ORPO, on the other hand, integrates preference alignment directly into the SFT phase in a single step. Its objective function leverages the odds ratio, offering a stable and effective approach to distinguish between preferred and non-preferred responses. This method can be applied effectively across various model sizes and demonstrates superior performance.

Preference Learning Dataset Construction:

Due to the substantial time and resources required for manual data labeling, we employ the previously developed GestaltMML and PLIP models to build a dataset based on preference learning.

In each instance within the GMDB or PanNuke database, GestaltMML or PLIP produces a ranked list of potential labels (either disease names or tissue types). From this list, the top k labels (for example, k = 5, 10) are identified as preferred (“chosen”) outputs, indicative of probable diagnoses, while the bottom q labels (for example, q = 10, 50) are classified as non-preferred (“rejected”) outputs, suggesting fewer probable diagnoses. Generally, q is set larger than k to reflect that potential diagnoses are fewer than improbable ones. If the most probable prediction (Top-1 prediction) from GestaltMML or PLIP does not align with the actual prediction, it is substituted with the true prediction to ensure its presence at the top of the “chosen” outputs.

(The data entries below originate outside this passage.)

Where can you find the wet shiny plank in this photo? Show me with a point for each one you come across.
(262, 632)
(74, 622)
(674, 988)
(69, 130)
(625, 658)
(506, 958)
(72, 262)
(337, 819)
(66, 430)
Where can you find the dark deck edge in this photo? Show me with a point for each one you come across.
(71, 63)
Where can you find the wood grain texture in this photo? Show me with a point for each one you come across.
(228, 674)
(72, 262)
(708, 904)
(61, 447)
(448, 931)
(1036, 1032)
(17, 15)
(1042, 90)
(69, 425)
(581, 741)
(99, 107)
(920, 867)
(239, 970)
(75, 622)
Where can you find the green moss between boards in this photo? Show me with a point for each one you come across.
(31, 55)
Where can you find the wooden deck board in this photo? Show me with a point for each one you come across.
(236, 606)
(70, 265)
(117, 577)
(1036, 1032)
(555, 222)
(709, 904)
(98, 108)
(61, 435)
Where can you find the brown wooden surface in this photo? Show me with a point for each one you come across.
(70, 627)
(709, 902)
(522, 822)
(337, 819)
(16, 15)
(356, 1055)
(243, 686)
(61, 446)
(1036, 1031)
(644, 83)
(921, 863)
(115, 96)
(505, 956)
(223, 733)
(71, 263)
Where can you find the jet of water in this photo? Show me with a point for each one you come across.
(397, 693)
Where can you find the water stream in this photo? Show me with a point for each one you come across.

Thus, each case is structured into a pair of prompts: the input data sample is followed by the “chosen” and “rejected” labels, with the accurate prediction consistently presented first in the list. The sample of preference learning dataset are illustrated in Table S4.

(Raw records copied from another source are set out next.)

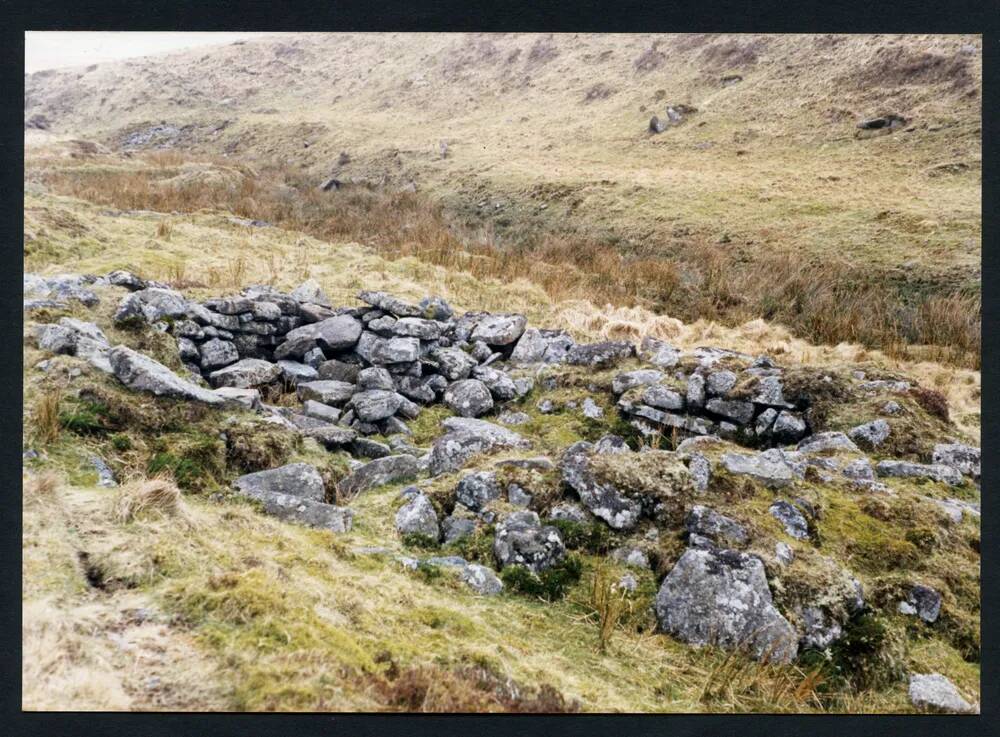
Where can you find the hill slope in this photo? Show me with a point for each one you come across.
(549, 133)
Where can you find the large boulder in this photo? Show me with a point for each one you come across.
(476, 490)
(378, 472)
(707, 525)
(151, 305)
(522, 540)
(390, 304)
(337, 333)
(600, 354)
(299, 480)
(604, 500)
(963, 458)
(326, 391)
(721, 597)
(453, 363)
(418, 517)
(467, 437)
(310, 291)
(934, 692)
(468, 398)
(769, 468)
(142, 373)
(499, 330)
(907, 470)
(375, 404)
(245, 374)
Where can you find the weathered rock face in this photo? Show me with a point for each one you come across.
(245, 374)
(476, 490)
(934, 692)
(905, 469)
(768, 468)
(963, 458)
(467, 437)
(522, 540)
(481, 579)
(417, 517)
(378, 472)
(295, 479)
(602, 499)
(468, 398)
(499, 330)
(142, 373)
(721, 597)
(715, 528)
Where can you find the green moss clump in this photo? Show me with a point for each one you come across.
(594, 537)
(86, 417)
(475, 548)
(257, 446)
(869, 655)
(195, 460)
(420, 540)
(550, 584)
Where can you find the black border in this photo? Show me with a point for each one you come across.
(808, 16)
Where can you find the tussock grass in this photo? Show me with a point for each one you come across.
(826, 300)
(158, 497)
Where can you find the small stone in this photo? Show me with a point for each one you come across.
(934, 692)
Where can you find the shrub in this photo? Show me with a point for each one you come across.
(550, 584)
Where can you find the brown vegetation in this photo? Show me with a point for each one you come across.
(819, 299)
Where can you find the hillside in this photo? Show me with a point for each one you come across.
(562, 416)
(548, 135)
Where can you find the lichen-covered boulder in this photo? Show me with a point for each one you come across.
(476, 490)
(768, 468)
(721, 597)
(468, 398)
(604, 500)
(378, 472)
(522, 540)
(246, 374)
(934, 692)
(417, 517)
(295, 479)
(142, 373)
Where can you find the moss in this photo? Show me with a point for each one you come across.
(869, 655)
(475, 548)
(85, 417)
(195, 460)
(550, 584)
(419, 540)
(256, 446)
(592, 537)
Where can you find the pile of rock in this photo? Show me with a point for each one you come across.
(748, 406)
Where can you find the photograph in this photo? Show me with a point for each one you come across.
(501, 372)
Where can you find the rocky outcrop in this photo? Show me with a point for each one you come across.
(721, 597)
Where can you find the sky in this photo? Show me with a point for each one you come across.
(56, 49)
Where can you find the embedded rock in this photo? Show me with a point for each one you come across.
(522, 540)
(299, 480)
(142, 373)
(418, 517)
(467, 437)
(721, 597)
(934, 692)
(602, 499)
(378, 472)
(246, 374)
(468, 398)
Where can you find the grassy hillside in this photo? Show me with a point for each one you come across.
(547, 155)
(210, 605)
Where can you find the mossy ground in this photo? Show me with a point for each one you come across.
(274, 616)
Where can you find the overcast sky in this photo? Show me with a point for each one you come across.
(55, 49)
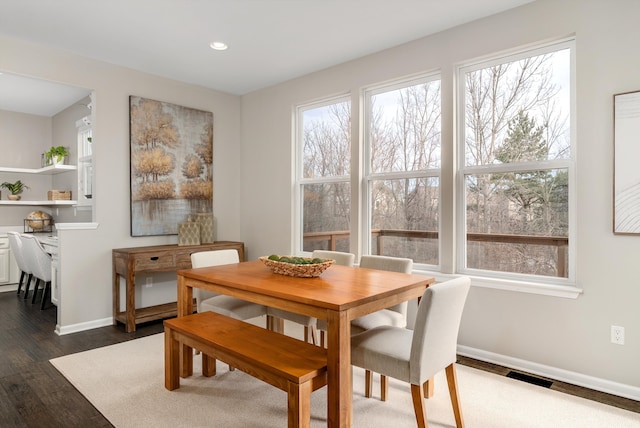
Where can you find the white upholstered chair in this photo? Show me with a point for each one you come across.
(309, 323)
(39, 262)
(225, 305)
(15, 243)
(416, 356)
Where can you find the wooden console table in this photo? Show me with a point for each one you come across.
(127, 262)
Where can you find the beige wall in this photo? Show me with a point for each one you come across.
(566, 338)
(86, 254)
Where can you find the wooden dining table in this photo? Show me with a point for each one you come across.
(339, 295)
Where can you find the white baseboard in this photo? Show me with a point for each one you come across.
(574, 378)
(74, 328)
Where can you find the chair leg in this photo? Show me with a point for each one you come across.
(35, 290)
(26, 288)
(368, 380)
(311, 332)
(384, 387)
(46, 292)
(452, 381)
(417, 395)
(429, 388)
(22, 275)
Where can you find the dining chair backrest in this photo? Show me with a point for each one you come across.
(15, 243)
(391, 264)
(435, 333)
(211, 258)
(37, 258)
(341, 258)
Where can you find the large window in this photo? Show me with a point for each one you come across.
(323, 170)
(516, 165)
(403, 169)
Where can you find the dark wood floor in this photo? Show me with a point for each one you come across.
(34, 394)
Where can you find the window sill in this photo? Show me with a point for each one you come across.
(564, 291)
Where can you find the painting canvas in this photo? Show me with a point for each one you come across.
(626, 216)
(171, 165)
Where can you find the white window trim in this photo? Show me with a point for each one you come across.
(299, 182)
(549, 286)
(368, 176)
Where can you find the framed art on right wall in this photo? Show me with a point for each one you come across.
(626, 180)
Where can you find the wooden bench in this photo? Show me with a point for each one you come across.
(296, 367)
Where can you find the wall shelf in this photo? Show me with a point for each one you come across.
(38, 203)
(47, 170)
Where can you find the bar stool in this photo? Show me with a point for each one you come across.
(15, 243)
(40, 262)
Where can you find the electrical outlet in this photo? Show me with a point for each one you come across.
(617, 335)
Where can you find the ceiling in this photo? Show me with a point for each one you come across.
(270, 41)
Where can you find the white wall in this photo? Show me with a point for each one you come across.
(550, 335)
(86, 254)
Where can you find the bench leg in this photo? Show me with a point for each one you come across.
(171, 360)
(299, 405)
(208, 365)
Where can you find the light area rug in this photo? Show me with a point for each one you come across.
(125, 382)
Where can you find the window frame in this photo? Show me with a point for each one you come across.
(564, 287)
(368, 176)
(299, 180)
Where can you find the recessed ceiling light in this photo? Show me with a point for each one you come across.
(219, 46)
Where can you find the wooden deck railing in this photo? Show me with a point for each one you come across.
(560, 242)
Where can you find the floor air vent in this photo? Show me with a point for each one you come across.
(530, 379)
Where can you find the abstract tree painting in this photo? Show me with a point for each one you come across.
(171, 165)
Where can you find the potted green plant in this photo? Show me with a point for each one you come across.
(55, 155)
(15, 189)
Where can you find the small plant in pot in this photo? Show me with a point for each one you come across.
(15, 189)
(55, 155)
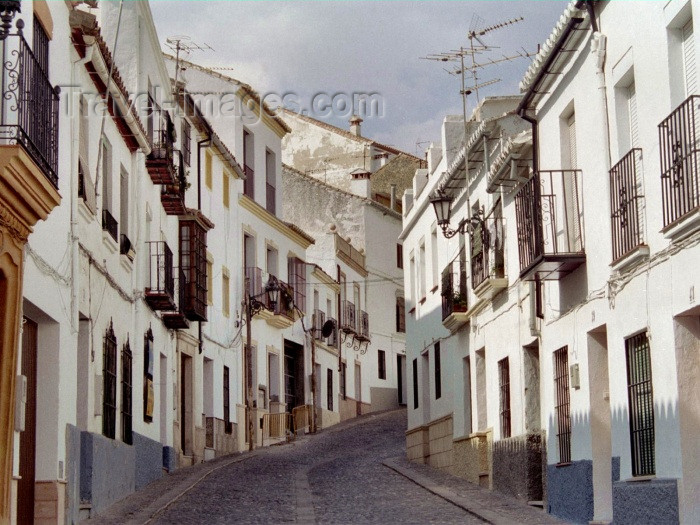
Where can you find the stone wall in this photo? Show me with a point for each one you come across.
(517, 466)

Prompting Strategies for Inference:

To optimize MINT for rare disease prediction and tissue type classification, we implement a dual-phase prompt strategy to prevent model collapse and catastrophic forgetting. This approach allows the model to strengthen diagnostic accuracy while ensuring outputs that are clear and clinically useful.

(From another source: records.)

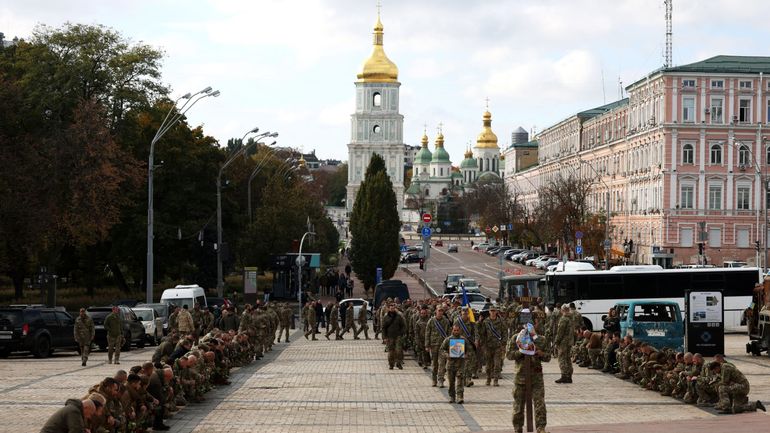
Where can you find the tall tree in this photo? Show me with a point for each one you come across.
(374, 225)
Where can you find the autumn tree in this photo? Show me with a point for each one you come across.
(375, 225)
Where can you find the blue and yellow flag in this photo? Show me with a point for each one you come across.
(468, 305)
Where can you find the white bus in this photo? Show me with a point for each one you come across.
(595, 292)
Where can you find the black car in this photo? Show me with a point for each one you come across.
(38, 330)
(133, 330)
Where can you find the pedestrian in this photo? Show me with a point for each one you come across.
(454, 350)
(564, 339)
(527, 344)
(84, 335)
(72, 418)
(113, 325)
(393, 328)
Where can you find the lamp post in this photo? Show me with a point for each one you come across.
(237, 153)
(169, 121)
(300, 263)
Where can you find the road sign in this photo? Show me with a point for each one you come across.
(426, 232)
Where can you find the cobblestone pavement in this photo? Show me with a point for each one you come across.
(345, 386)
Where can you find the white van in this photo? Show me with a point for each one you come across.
(185, 295)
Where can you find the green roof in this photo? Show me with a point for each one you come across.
(469, 163)
(423, 156)
(440, 155)
(602, 109)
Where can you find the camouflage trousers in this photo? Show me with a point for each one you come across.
(565, 363)
(494, 361)
(85, 350)
(113, 347)
(735, 397)
(456, 373)
(438, 364)
(538, 403)
(395, 351)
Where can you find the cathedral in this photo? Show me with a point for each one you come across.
(377, 127)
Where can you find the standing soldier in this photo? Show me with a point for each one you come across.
(363, 321)
(334, 321)
(393, 328)
(435, 333)
(564, 339)
(541, 354)
(490, 336)
(350, 322)
(420, 345)
(468, 329)
(84, 334)
(113, 325)
(455, 363)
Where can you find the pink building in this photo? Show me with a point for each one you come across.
(681, 161)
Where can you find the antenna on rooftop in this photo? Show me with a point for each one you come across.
(668, 62)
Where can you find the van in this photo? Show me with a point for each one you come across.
(185, 295)
(657, 323)
(390, 289)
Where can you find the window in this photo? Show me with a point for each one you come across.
(744, 110)
(688, 109)
(744, 157)
(716, 154)
(743, 201)
(715, 237)
(687, 197)
(685, 236)
(715, 197)
(742, 238)
(716, 110)
(687, 154)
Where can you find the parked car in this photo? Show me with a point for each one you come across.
(471, 286)
(38, 330)
(410, 258)
(162, 311)
(451, 282)
(133, 330)
(357, 304)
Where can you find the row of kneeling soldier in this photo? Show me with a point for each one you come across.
(183, 368)
(684, 376)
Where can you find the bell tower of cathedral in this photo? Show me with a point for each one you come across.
(376, 126)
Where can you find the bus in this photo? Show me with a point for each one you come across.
(595, 292)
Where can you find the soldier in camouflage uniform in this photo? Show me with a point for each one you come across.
(435, 332)
(490, 335)
(455, 366)
(420, 346)
(84, 334)
(542, 354)
(565, 336)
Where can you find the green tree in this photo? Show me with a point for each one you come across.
(374, 225)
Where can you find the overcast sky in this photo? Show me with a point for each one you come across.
(289, 65)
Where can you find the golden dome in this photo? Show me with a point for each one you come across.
(378, 68)
(487, 139)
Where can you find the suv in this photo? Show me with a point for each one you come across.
(133, 330)
(38, 330)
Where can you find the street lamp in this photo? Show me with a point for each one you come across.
(237, 153)
(168, 122)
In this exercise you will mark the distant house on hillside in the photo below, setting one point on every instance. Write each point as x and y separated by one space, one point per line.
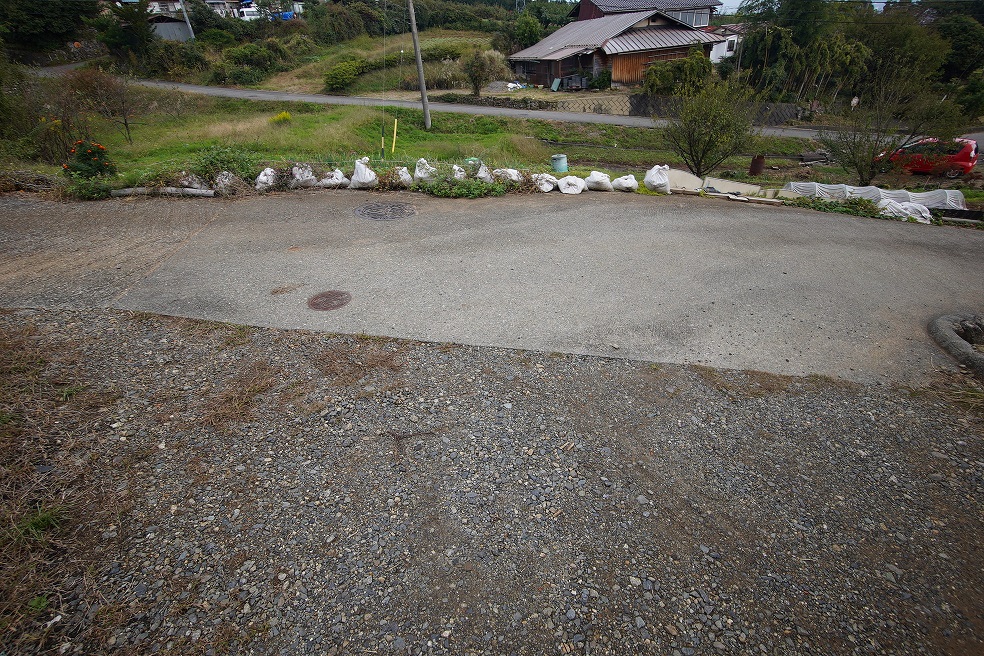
623 36
733 33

During the inference stage, we introduce a more detailed prompt format to ensure the model’s outputs are presented in a consistent and structured way, making them easier to interpret for clinicians and data analysts. This phase’s prompt requires a numbered list of diseases, with precise formatting guidelines that are easy to follow and interpret. The concrete prompts for inference are presented in Table S4.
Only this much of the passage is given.